Anna Mary Robertson Moses (September 7, 1860 – December 13, 1961), known by her nickname Grandma Moses, was a renowned American folk artist.
She began painting in earnest at the age of 78 and is often cited as an example of an individual who successfully began a career in the arts at an advanced age.
Her works have been shown and sold in the United States and abroad and have been marketed on greeting cards and other merchandise. Moses’ paintings are displayed in the collections of many museums. The Sugaring Off was sold for US $1.2 million in 2006.
Moses appeared on magazine covers, television, and in a documentary of her life. She wrote an autobiography (My Life’s History), won numerous awards, and was awarded two honorary doctoral degrees.
The New York Times said of her: “The simple realism, nostalgic atmosphere and luminous color with which Grandma Moses portrayed simple farm life and rural countryside won her a wide following. She was able to capture the excitement of winter’s first snow, Thanksgiving preparations and the new, young green of oncoming spring… In person, Grandma Moses charmed wherever she went. A tiny, lively woman with mischievous gray eyes and a quick wit, she could be sharp-tongued with a sycophant and stern with an errant grandchild.”

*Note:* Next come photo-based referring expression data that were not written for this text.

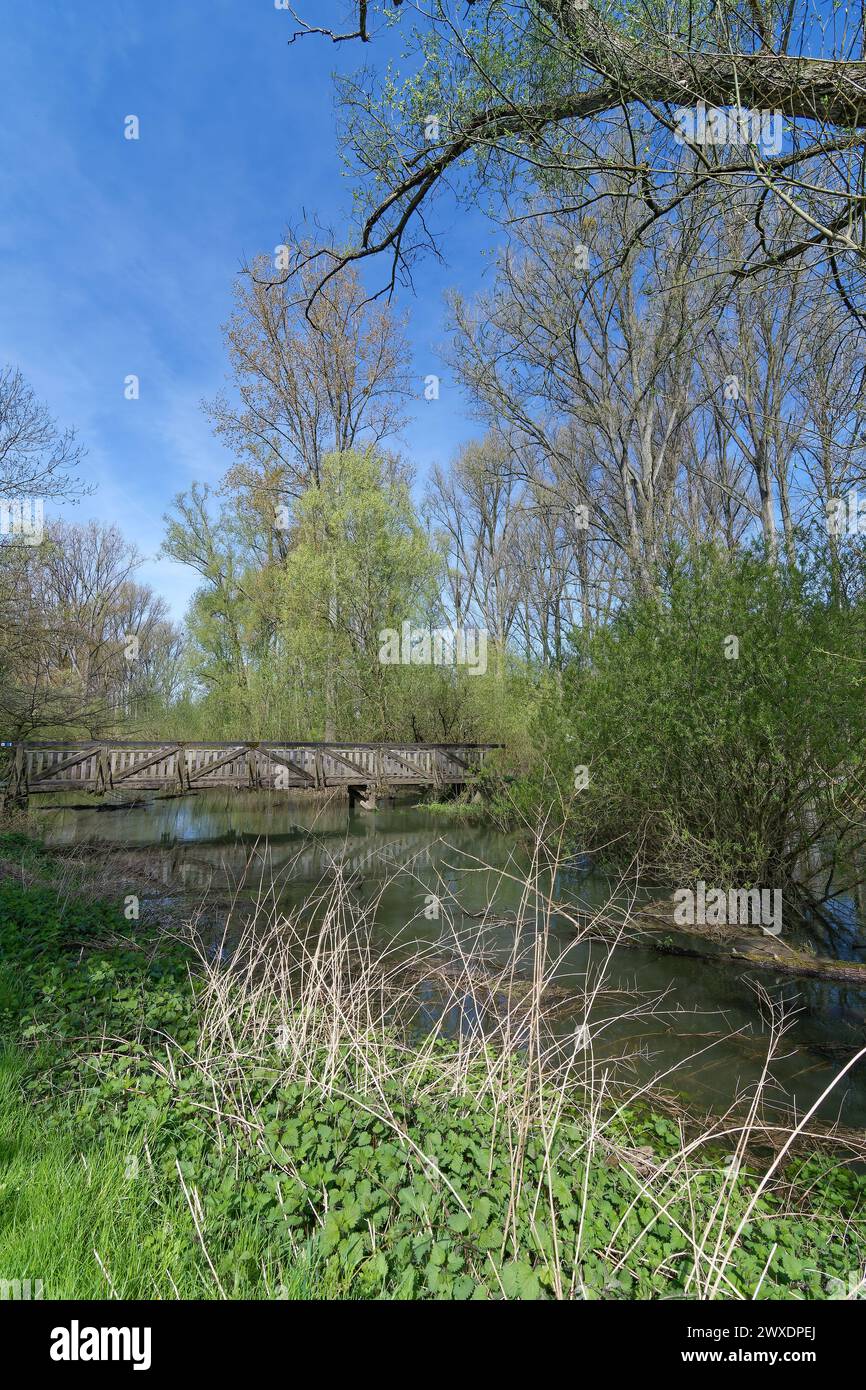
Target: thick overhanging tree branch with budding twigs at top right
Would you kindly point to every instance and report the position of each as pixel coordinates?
(508, 88)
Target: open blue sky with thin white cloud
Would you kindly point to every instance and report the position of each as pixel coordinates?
(119, 256)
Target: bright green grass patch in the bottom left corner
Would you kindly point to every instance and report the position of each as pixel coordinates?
(98, 1221)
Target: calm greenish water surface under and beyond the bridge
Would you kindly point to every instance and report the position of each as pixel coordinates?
(218, 842)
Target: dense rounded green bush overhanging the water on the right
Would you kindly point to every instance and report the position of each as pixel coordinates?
(705, 758)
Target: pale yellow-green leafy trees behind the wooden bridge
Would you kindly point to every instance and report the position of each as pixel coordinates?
(291, 647)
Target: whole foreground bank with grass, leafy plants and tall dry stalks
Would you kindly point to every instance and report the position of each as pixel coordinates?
(174, 1129)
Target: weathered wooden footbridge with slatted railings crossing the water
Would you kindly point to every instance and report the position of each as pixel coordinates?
(365, 771)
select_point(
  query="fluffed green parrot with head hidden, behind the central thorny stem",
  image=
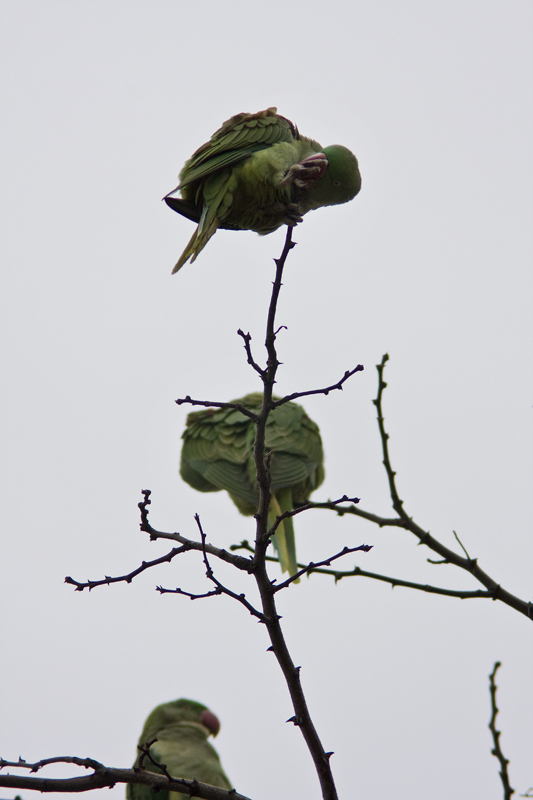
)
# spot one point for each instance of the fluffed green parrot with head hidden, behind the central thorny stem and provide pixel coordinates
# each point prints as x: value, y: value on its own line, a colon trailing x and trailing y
x: 217, y: 454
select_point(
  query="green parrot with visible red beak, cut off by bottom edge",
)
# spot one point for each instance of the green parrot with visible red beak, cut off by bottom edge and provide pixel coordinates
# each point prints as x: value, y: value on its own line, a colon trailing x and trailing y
x: 182, y: 728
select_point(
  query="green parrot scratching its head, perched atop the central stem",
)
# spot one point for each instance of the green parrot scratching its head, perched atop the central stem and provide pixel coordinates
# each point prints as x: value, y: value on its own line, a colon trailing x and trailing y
x: 257, y: 173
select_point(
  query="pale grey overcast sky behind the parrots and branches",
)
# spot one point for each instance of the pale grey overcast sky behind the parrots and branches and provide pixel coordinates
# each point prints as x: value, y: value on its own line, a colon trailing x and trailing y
x: 103, y: 102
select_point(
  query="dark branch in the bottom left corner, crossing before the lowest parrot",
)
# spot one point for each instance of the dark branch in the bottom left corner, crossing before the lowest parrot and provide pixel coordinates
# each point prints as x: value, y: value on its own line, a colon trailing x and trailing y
x: 103, y: 776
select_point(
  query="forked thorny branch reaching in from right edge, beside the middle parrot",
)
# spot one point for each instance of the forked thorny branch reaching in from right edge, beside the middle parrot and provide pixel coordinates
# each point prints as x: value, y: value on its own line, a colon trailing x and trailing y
x: 403, y: 520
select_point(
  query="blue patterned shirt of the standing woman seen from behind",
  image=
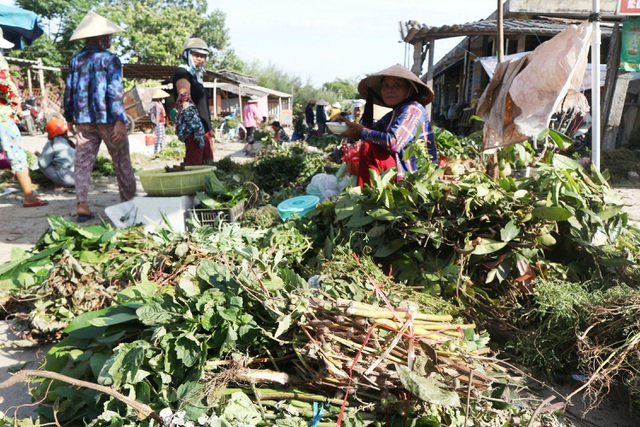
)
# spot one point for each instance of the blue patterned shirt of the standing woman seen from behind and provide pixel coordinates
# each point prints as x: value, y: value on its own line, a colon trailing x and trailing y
x: 94, y: 89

Starting at 12 years of age and for a total of 15 years, she was a live-in housekeeper. One of her employers noticed her appreciation for their prints made by Currier and Ives, and they supplied her with art materials to create drawings. Moses and her husband began their married life in Virginia, where they worked on farms. In 1905 they returned to the Northeastern United States and settled in Eagle Bridge, New York. The couple had ten children, five of whom survived infancy. She expressed an interest in art throughout her life, including embroidery of pictures with yarn, until arthritis made this pursuit too painful.